Camco Financial Corporation
- Company type: Public
- Traded as: Nasdaq: CAFI
- Industry: Financial services
- Founded: 1970
- Headquarters: Cambridge, Ohio, U.S.
- Key people: James Huston (chairman & CEO)
- Operating income: US$ 31.623 million (2012)
- Net income: US$ 4.163 million (2012)
- Total assets: US$ 764.259 million (2012)
- Number of employees: 200(2012)

= Camco Financial =

Bank holding company

Camco Financial Corporation, or Camco Financial, headquartered in Cambridge, Ohio, was a registered bank holding company under the law of Delaware. It wholly owned the Ohio-based Advantage Bank and operated 22 offices in Ohio, Kentucky and West Virginia. Camco offered a wide range of banking services through Advantage Bank. As of December 31, 2012, Camco had $764.259 million in total assets, $59.727 million in total stockholders' equity and $627.224 million in deposits.

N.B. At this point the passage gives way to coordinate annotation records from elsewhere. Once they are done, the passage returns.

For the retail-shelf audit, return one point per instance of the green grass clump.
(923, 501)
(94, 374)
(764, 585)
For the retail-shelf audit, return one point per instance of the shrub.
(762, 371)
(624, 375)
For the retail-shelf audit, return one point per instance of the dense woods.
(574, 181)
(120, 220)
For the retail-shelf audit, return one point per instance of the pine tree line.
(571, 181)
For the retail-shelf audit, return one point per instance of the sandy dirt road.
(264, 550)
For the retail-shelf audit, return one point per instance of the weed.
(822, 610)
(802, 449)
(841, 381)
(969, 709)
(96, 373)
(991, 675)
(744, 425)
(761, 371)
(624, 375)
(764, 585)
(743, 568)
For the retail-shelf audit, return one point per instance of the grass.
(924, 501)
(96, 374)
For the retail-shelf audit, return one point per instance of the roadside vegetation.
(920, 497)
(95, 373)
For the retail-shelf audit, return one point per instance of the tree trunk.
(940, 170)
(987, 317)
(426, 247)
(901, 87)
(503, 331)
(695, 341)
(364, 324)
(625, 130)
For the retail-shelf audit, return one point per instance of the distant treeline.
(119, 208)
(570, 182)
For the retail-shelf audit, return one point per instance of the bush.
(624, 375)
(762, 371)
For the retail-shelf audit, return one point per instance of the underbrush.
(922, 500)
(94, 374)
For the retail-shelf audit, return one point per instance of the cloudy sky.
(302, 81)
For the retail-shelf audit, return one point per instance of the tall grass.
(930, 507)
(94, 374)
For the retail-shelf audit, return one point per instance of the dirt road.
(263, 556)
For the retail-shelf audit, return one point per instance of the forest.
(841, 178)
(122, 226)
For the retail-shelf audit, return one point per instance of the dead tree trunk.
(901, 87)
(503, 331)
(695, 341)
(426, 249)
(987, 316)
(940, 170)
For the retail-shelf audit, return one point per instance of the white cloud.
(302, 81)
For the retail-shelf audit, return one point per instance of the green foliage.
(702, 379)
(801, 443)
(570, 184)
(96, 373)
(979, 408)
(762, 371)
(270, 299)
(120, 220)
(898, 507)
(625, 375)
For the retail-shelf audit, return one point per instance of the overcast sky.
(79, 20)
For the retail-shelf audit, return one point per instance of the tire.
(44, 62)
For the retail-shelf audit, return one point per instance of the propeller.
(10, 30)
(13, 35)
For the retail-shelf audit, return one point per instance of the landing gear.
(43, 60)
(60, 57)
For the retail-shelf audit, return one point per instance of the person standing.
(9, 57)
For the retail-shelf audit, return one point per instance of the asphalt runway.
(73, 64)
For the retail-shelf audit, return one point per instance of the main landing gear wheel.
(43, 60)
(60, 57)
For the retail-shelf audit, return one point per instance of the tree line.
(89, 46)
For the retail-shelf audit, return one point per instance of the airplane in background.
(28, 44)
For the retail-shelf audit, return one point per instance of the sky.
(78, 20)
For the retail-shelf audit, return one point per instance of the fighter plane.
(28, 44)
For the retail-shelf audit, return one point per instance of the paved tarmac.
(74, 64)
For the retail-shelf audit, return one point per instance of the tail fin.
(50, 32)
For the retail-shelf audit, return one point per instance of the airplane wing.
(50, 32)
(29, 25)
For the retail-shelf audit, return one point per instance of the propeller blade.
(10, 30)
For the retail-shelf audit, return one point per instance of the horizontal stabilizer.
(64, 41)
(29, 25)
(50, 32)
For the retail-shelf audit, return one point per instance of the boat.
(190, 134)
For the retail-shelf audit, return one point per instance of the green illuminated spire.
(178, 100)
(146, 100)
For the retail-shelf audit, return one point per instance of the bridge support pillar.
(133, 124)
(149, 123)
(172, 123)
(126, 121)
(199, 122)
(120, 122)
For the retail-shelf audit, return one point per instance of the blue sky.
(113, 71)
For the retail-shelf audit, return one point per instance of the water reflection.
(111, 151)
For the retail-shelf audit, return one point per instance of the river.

Camco ended in 2014, following a merger with Huntington Bancshares.

==History==
On October 19, 1970, Camco Financial Corporation was organized as a holding company.

In June, 2001, Camco Financial Corporation finished the reorganization and it combined the banking activities under the Advantage Bank.

In 2004 Camco Financial Corporation merged with London Financial Corporation of London, Ohio, along with its wholly owned subsidiary, The Citizens Bank of London.

In 2013, the corporation declared the termination of a Consent Order dating back to February 9, 2012, issued by the Federal Deposit Insurance Corporation (FDIC) and the State of Ohio's Department of Commerce, Division of Financial Institutions (Ohio Division).

In 2013, Camco was purchased by Huntington Bancshares. The merger was complete by March 2014, ending Camco Financial's independent existence.